Deals & Cases
DR & AJU Acts for the Government to Confirm That Cable Car Transportation Services for Tourism Is Subject to VAT
Article 26(7) of the previous Value-Added Tax Act (prior to the current version amended pursuant to Law No. 16101 on December 31, 2018) provided that passenger transportation services to be exempted from value-added tax and that the scope of the passenger transportation services not exempted (taxable objects) shall be prescribed by Presidential Decree. Meanwhile, Article 37 of the Enforcement Decree of the previous Value-Added Tax Act (prior to the current version amended pursuant to Presidential Decree No. 29535 on February 12, 2019) set forth the scope of the passenger transportation services subject to tax, yet did not include certain transportation services for recreation purposes, such as a cruise ship and a cable car. Accordingly, it was possible to interpret the law as if a cruise ship and a cable car were tax-exempt.
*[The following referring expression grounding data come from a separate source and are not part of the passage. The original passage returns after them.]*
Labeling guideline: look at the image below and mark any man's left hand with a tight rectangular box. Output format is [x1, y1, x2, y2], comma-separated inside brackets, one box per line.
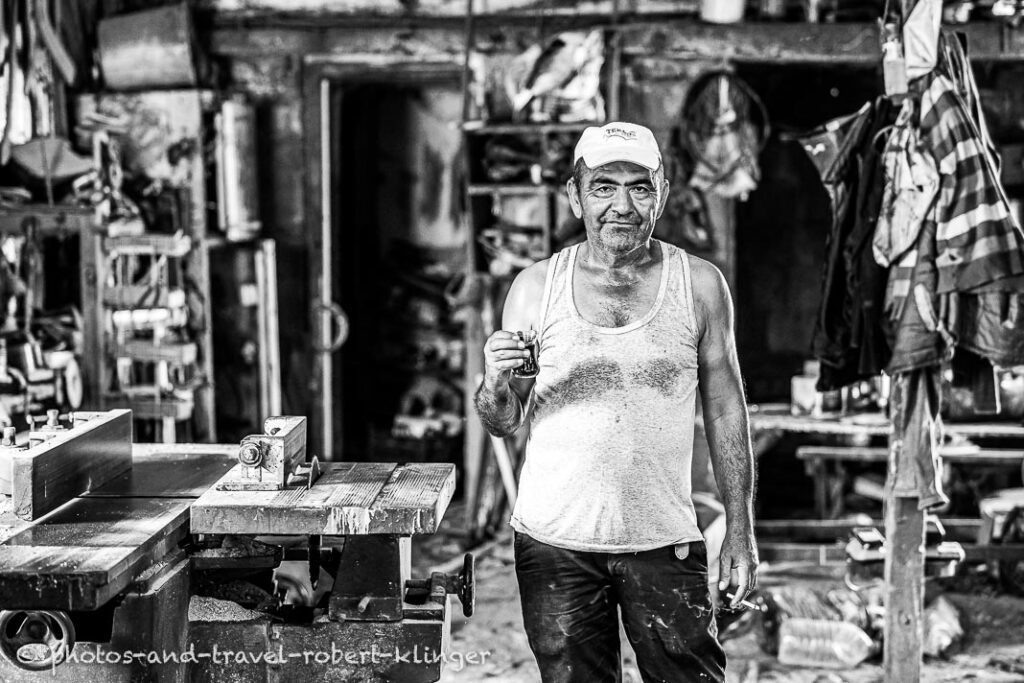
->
[716, 523, 758, 609]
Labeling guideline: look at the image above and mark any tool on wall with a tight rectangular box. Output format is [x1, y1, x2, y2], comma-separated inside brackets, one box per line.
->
[682, 70, 770, 201]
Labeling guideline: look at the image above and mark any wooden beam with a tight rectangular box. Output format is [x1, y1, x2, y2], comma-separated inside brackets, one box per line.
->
[199, 0, 699, 19]
[11, 410, 133, 521]
[208, 19, 1024, 63]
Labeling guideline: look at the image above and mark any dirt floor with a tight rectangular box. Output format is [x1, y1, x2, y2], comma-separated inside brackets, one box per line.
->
[414, 522, 1024, 683]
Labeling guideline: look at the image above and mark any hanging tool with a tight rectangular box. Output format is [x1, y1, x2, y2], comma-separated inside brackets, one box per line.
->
[1, 0, 19, 165]
[31, 0, 75, 87]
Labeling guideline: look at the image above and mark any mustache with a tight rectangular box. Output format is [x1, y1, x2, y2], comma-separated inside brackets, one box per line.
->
[600, 215, 642, 225]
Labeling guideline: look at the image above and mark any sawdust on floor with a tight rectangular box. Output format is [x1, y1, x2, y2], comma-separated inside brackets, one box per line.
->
[413, 530, 1024, 683]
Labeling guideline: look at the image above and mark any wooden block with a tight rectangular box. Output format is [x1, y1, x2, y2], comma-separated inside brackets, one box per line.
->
[11, 409, 133, 521]
[191, 462, 456, 536]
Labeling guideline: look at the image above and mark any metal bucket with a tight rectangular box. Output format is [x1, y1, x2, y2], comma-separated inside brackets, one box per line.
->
[97, 3, 199, 91]
[216, 98, 262, 241]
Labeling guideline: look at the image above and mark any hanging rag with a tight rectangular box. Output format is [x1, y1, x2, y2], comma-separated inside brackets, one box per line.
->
[683, 72, 768, 201]
[873, 99, 939, 269]
[889, 368, 949, 511]
[903, 0, 943, 81]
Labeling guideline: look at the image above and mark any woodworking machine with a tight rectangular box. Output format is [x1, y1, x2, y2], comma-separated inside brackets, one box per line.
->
[0, 410, 472, 682]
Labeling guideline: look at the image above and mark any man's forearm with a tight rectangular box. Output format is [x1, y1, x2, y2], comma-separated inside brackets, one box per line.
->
[474, 379, 524, 437]
[704, 406, 755, 525]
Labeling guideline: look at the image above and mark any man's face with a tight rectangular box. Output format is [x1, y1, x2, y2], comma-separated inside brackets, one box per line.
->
[567, 160, 669, 254]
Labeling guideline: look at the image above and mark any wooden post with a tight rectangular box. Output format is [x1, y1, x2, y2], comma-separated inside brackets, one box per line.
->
[883, 374, 924, 682]
[885, 4, 926, 681]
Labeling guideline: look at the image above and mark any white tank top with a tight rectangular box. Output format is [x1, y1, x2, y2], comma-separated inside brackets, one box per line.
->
[510, 239, 704, 552]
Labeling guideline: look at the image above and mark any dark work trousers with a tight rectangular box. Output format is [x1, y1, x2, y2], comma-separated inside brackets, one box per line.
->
[514, 531, 726, 683]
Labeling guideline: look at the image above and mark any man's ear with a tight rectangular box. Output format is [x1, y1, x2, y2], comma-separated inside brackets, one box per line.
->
[655, 178, 670, 220]
[566, 179, 584, 219]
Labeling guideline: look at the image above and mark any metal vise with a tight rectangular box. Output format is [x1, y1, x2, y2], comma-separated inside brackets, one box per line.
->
[217, 415, 313, 491]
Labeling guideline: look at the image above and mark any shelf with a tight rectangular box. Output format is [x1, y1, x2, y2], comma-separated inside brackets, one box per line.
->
[102, 286, 187, 310]
[103, 393, 195, 421]
[114, 340, 198, 364]
[103, 233, 192, 257]
[463, 121, 599, 135]
[467, 184, 556, 196]
[0, 204, 93, 236]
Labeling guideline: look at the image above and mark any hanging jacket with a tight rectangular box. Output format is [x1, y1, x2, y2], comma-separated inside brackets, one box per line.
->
[803, 99, 896, 391]
[884, 54, 1024, 374]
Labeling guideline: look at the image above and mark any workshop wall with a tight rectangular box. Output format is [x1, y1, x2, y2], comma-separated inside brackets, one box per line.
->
[376, 87, 465, 250]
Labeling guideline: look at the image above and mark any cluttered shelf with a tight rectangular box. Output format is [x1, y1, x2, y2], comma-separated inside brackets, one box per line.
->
[466, 183, 556, 196]
[0, 204, 93, 236]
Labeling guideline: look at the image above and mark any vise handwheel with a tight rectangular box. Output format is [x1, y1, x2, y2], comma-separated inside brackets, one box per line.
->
[0, 610, 76, 671]
[459, 553, 476, 618]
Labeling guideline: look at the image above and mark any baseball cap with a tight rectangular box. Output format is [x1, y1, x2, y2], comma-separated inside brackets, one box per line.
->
[573, 122, 661, 171]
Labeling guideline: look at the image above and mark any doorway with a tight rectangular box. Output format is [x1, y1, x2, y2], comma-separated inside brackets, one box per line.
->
[308, 64, 464, 461]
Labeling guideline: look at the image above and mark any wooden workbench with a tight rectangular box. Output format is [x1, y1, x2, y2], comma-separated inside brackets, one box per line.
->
[749, 402, 1024, 440]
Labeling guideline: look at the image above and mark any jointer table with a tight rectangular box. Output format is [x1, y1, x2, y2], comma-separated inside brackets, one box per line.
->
[0, 411, 469, 683]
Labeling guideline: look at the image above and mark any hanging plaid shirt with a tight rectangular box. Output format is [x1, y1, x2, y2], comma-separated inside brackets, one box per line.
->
[884, 68, 1024, 367]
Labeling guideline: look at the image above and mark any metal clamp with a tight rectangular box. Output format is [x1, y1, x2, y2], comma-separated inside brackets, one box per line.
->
[406, 553, 476, 618]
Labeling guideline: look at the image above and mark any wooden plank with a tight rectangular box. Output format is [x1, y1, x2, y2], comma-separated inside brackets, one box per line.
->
[366, 463, 456, 535]
[796, 446, 1024, 466]
[11, 410, 133, 520]
[85, 450, 236, 498]
[132, 443, 239, 458]
[750, 406, 1024, 439]
[192, 462, 456, 535]
[756, 518, 981, 543]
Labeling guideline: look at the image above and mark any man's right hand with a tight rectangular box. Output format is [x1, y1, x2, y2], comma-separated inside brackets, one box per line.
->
[483, 330, 530, 387]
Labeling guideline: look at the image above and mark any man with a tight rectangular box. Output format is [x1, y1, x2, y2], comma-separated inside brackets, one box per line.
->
[474, 121, 757, 683]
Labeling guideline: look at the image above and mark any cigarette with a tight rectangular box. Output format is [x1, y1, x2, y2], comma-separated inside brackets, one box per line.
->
[724, 592, 759, 610]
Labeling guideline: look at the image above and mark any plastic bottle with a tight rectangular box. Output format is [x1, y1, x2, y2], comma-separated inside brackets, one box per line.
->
[776, 617, 875, 669]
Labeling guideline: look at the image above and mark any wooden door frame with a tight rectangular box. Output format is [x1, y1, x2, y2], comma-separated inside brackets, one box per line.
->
[302, 57, 463, 461]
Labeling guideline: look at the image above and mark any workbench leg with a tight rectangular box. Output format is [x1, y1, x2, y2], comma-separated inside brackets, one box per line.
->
[884, 494, 924, 682]
[830, 462, 848, 520]
[806, 459, 827, 519]
[161, 417, 177, 444]
[329, 536, 411, 622]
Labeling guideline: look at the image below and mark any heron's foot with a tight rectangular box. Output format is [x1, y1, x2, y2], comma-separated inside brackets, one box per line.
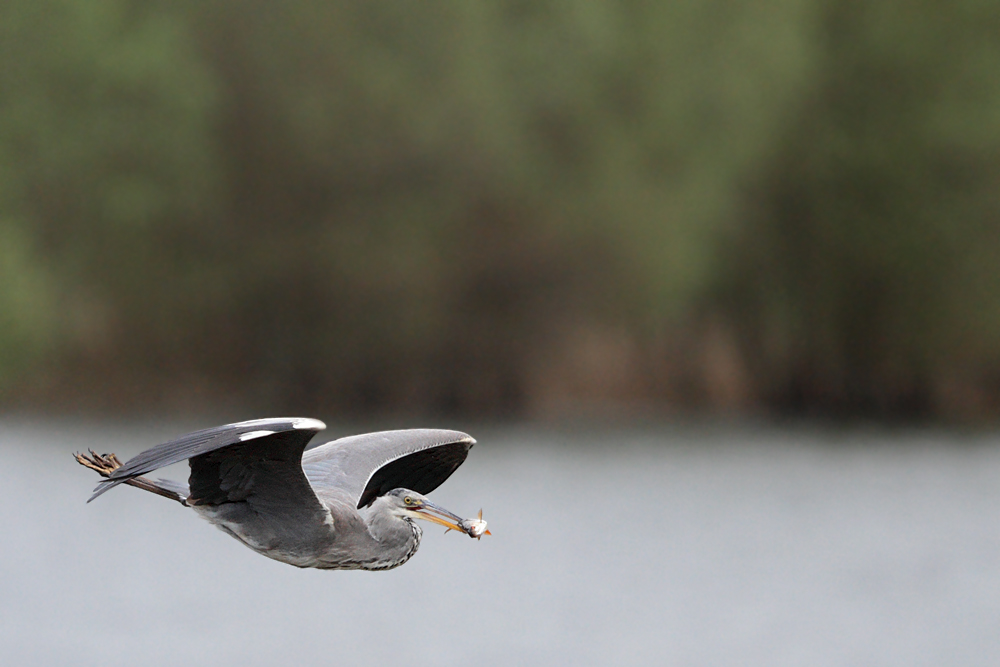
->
[75, 450, 189, 506]
[75, 450, 124, 478]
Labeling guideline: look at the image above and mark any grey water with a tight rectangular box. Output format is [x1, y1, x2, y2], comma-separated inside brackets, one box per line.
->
[3, 420, 1000, 666]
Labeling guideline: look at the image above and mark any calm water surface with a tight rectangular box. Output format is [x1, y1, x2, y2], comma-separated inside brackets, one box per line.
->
[2, 420, 1000, 666]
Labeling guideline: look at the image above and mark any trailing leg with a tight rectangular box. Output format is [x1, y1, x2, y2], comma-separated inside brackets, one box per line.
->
[75, 450, 189, 506]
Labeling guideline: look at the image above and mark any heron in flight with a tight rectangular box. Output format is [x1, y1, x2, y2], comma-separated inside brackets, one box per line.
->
[76, 418, 488, 570]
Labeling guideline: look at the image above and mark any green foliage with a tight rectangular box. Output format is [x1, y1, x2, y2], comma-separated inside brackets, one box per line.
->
[718, 0, 1000, 414]
[0, 0, 219, 390]
[0, 220, 57, 386]
[2, 0, 999, 417]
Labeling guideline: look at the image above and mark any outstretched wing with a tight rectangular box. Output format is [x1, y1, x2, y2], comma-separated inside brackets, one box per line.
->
[301, 429, 475, 509]
[88, 417, 327, 503]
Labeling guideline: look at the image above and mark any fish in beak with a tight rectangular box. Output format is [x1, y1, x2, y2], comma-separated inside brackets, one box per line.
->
[408, 499, 490, 539]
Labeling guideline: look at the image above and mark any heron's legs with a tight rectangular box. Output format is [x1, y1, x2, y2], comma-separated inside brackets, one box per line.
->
[75, 450, 188, 506]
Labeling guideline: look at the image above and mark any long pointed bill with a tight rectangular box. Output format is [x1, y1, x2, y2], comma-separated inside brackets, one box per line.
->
[412, 500, 465, 532]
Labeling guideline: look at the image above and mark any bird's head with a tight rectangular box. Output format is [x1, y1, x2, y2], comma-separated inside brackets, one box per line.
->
[384, 488, 466, 533]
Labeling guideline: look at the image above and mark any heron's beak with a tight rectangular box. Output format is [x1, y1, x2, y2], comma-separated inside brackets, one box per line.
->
[410, 500, 465, 532]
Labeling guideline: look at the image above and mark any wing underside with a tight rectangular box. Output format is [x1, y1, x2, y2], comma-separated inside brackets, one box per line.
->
[301, 429, 475, 509]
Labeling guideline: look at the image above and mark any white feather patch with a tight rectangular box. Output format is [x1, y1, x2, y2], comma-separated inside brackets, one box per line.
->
[239, 430, 275, 441]
[292, 418, 326, 430]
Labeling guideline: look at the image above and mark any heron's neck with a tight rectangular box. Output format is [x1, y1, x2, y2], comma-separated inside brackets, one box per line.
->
[361, 508, 423, 571]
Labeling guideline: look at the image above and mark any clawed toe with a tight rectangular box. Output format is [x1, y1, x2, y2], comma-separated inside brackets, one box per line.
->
[75, 450, 188, 506]
[74, 450, 123, 478]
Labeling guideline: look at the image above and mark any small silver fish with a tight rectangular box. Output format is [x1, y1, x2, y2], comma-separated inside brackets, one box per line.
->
[448, 509, 491, 540]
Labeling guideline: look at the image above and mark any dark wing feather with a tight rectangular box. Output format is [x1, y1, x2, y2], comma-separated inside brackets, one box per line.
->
[88, 418, 325, 502]
[184, 430, 331, 533]
[300, 429, 475, 509]
[357, 441, 471, 508]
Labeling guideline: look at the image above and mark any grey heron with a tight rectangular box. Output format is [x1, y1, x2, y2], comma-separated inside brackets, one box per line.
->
[76, 418, 488, 570]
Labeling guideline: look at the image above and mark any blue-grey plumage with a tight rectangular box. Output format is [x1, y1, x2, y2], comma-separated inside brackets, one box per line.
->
[75, 419, 484, 570]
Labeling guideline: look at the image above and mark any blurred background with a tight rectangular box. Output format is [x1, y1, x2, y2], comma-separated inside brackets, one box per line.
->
[4, 1, 1000, 665]
[4, 0, 1000, 421]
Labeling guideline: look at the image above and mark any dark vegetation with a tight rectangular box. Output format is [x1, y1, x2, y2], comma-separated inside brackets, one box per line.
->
[3, 0, 1000, 419]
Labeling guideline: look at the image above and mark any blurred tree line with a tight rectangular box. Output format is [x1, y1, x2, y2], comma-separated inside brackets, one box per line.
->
[2, 0, 999, 419]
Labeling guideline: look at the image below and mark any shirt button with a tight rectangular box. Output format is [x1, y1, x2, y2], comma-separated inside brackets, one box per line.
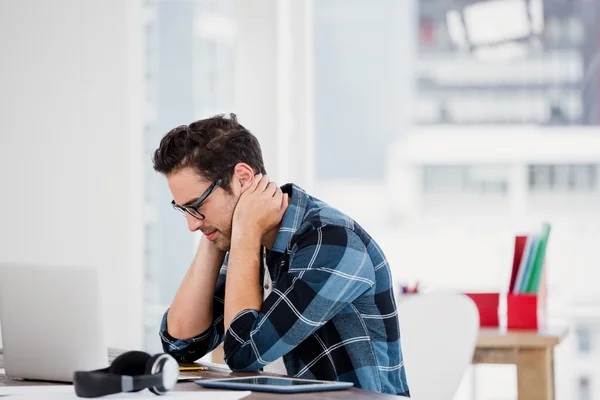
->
[264, 283, 270, 290]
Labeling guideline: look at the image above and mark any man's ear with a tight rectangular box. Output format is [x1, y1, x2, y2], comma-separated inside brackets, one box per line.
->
[232, 163, 255, 193]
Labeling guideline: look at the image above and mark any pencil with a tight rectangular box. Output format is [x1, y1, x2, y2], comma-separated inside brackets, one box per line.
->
[179, 366, 208, 371]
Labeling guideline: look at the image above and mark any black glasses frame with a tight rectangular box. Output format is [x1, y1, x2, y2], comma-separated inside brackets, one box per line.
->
[171, 178, 222, 220]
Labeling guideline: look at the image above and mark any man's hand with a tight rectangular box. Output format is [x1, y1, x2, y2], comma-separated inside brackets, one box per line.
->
[232, 174, 289, 239]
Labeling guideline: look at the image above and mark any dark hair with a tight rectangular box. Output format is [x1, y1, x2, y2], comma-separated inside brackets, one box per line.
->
[152, 113, 267, 193]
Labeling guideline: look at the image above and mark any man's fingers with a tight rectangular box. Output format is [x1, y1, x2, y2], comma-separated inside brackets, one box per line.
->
[266, 182, 279, 197]
[280, 192, 289, 214]
[256, 175, 271, 193]
[248, 173, 263, 193]
[256, 174, 270, 193]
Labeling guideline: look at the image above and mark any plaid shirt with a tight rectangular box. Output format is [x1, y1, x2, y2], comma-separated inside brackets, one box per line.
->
[159, 184, 410, 396]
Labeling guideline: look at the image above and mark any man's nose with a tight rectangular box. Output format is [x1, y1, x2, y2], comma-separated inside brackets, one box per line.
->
[186, 214, 203, 232]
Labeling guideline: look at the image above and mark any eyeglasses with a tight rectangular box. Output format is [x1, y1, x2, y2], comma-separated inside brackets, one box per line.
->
[171, 178, 222, 220]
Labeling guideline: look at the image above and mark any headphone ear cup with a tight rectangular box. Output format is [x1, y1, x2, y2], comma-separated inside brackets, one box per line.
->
[145, 354, 179, 395]
[110, 351, 152, 376]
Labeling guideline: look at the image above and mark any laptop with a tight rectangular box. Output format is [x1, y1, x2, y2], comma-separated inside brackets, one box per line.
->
[0, 263, 109, 382]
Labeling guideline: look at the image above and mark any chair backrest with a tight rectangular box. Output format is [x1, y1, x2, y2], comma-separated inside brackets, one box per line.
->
[397, 292, 479, 400]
Based on the above interpretation, a cable car operator made a claim for tax reassessment seeking a refund of the paid VAT which was taxed on the payment made to the cable car operator for its services. When the tax authorities denied this claim, the cable car operator initiated an action against the tax authorities to revoke the determination of denial. At the court of first instance, the court rendered the judgment that, based on the opinion given by the commissioner of the Statistics Korea (part of the Ministry of Strategy and Finance), the tax authorities’ rectification denial was without merit. The court found that the cable car transportation services would fall under “other industrial activities that regularly transport passengers over the land in the city and the suburbs” pursuant to the classification made by the Korea Standard Industrial Classifications, and categorizing it as taxable would be broadly interpreting the law or make an inference thereof.
DR & AJU, on behalf of the tax authorities on its appeal, argued the following: (i) consideration should be made as to what kind of services are exempt from tax based on all circumstances and characteristics, (ii) a tourism cable car includes part of characteristics of passenger transport but its main character is to provide tourism service, and (iii) tourism cable car transportation belongs to services related to other recreation services that are not classified by Korea Standard Industrial Classification.
The appellate court accepted the above arguments made by DR & AJU and reversed the lower court’s judgment and found that the tax authorities’ denial was valid. Furthermore, the VAT Enforcement Decree was amended as of February 12, 2019, to expressly exclude transportations for recreational purposes such as cable cars and cruise ships from taxable transportation.
This was the first case that expressly determined whether recreational transportation services are subject to tax and the ripple effect thereof was significant. Additionally, this case was important in providing a standard of judgment to determine the nature of a service where the service has many characteristics combined.